We ran into this with K3s as well. The same exact issue using the operator.
Client Version: version.Info{Major:"1", Minor:"23", GitVersion:"v1.23.0", GitCommit:"ab69524f795c42094a6630298ff53f3c3ebab7f4", GitTreeState:"clean", BuildDate:"2021-12-07T18:16:20Z", GoVersion:"go1.17.3", Compiler:"gc", Platform:"darwin/amd64"} Server Version: version.Info{Major:"1", Minor:"22", GitVersion:"v1.22.5+k3s1", GitCommit:"405bf79da97831749733ad99842da638c8ee4802", GitTreeState:"clean", BuildDate:"2021-12-18T00:43:30Z", GoVersion:"go1.16.10", Compiler:"gc", Platform:"linux/amd64"}
kube-system svclb-traefik-7wk8q 0/2 CrashLoopBackOff 10 (59s ago) 4m [root@k3s-master ~]# kubectl logs svclb-traefik-7wk8q Error from server (NotFound): pods "svclb-traefik-7wk8q" not found [root@k3s-master ~]# kubectl logs -n kube-system svclb-traefik-7wk8q error: a container name must be specified for pod svclb-traefik-7wk8q, choose one of: [lb-port-80 lb-port-443] [root@k3s-master ~]# kubectl logs -n kube-system svclb-traefik-7wk8q -c lb-port-80
- trap exit TERM INT
- echo 10.43.233.214
- grep -Eq :
- cat /proc/sys/net/ipv4/ip_forward
- '[' 0 '!=' 1 ]
- exit 1
With the operator there is no way we found to set the :
"container_settings": { "allow_ip_forwarding": true }
Setting.

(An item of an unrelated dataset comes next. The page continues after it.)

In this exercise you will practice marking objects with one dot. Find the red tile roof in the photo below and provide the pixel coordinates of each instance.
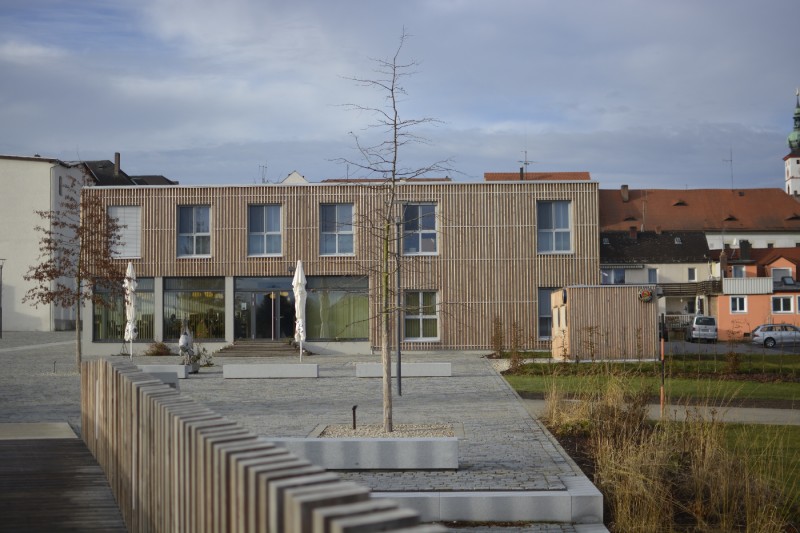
(699, 210)
(536, 176)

We changed it in: vi /etc/cni/net.d/10-calico.conflist
and changed it in the cmi-config CM. The value kept getting changed back we assume by the operator.
Henlo friends.
TLDR: I fixed my problem by pulling down fresh calico and calico-ipam executables. as per calico CNI install docs.
Ok so I've been trialing k3os as a platform replacement, which led me here as I was working with calico, my findings may be of assistance.

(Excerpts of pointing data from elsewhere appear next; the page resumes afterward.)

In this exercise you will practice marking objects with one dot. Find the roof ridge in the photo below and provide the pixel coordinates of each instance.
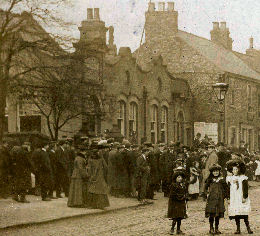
(250, 70)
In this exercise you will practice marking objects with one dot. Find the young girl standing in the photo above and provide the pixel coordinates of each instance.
(177, 200)
(239, 207)
(215, 192)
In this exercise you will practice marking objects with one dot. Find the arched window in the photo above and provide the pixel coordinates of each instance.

I'd disabled flannel (and Traefik and sericelb) when k3os installed. Next I added calico using the operator as per the calico instructions. EXACTLY the same problem as above, the /opt/cni/bin/calico was there but no one was happy about it.

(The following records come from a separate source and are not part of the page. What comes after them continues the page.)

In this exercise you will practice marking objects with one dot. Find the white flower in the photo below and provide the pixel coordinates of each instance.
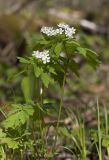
(63, 25)
(69, 32)
(62, 29)
(44, 56)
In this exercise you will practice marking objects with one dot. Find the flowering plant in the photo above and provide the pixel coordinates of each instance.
(53, 56)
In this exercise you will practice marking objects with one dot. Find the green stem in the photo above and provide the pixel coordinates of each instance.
(99, 133)
(60, 109)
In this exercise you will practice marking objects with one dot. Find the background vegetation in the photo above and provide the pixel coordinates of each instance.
(83, 130)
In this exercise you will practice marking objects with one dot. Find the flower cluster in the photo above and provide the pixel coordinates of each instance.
(44, 56)
(62, 28)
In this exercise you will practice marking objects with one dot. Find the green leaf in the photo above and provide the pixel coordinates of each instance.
(10, 142)
(58, 49)
(82, 51)
(18, 116)
(23, 60)
(38, 71)
(105, 141)
(73, 66)
(25, 85)
(46, 79)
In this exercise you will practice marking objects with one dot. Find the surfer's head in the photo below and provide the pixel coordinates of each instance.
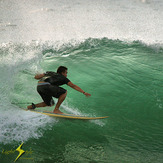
(62, 70)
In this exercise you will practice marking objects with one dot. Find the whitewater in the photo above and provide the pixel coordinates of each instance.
(113, 50)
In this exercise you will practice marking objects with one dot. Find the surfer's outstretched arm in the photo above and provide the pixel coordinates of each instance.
(39, 76)
(77, 88)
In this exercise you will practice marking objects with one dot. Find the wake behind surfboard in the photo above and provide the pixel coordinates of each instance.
(70, 116)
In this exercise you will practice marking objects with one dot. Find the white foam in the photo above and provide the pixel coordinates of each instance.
(19, 125)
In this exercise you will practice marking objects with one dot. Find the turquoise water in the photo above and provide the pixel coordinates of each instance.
(121, 70)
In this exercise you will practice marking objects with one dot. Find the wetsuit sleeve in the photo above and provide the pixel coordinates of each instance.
(67, 80)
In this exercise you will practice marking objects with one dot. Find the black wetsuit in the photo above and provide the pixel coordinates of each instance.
(50, 88)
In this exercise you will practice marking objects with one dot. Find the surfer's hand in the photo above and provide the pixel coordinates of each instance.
(87, 94)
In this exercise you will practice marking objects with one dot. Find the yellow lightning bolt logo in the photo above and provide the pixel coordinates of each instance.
(21, 152)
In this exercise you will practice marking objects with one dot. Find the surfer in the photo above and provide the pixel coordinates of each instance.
(49, 86)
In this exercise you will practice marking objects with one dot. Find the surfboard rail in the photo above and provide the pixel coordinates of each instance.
(69, 116)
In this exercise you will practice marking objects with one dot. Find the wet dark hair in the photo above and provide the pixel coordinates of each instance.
(61, 69)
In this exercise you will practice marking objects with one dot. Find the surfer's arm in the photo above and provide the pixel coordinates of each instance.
(39, 76)
(77, 88)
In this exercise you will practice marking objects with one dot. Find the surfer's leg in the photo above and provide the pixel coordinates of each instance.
(60, 100)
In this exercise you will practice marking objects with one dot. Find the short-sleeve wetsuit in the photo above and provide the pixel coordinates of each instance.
(50, 86)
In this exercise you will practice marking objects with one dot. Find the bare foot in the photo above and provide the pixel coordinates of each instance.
(57, 112)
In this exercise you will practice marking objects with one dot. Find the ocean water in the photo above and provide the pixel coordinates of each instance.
(113, 50)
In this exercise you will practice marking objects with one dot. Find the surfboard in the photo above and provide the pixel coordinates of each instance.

So I pulled the two executables listed in the basic calico install instructions* here and tada up came the calico-system-controller and moments later the two calico api servers!
look for the binary paths to download under the block of text 'Install the CNI plugin Binaries'
I tried a bunch of different configurations after I solved the problem.
- originally I had added the
containerIPForwarding: Enabled
fellow. Turns out I could remove this and adding the operator and cr's seemed ok (note when I say ok the containers are running thats as far as ive gone). -
calicoNetwork.ipPools.cidr
can overlap or not. It doesn't seem to impact the pods coming up.
I hope this is of help to all or some of you as your work above really helped me get through.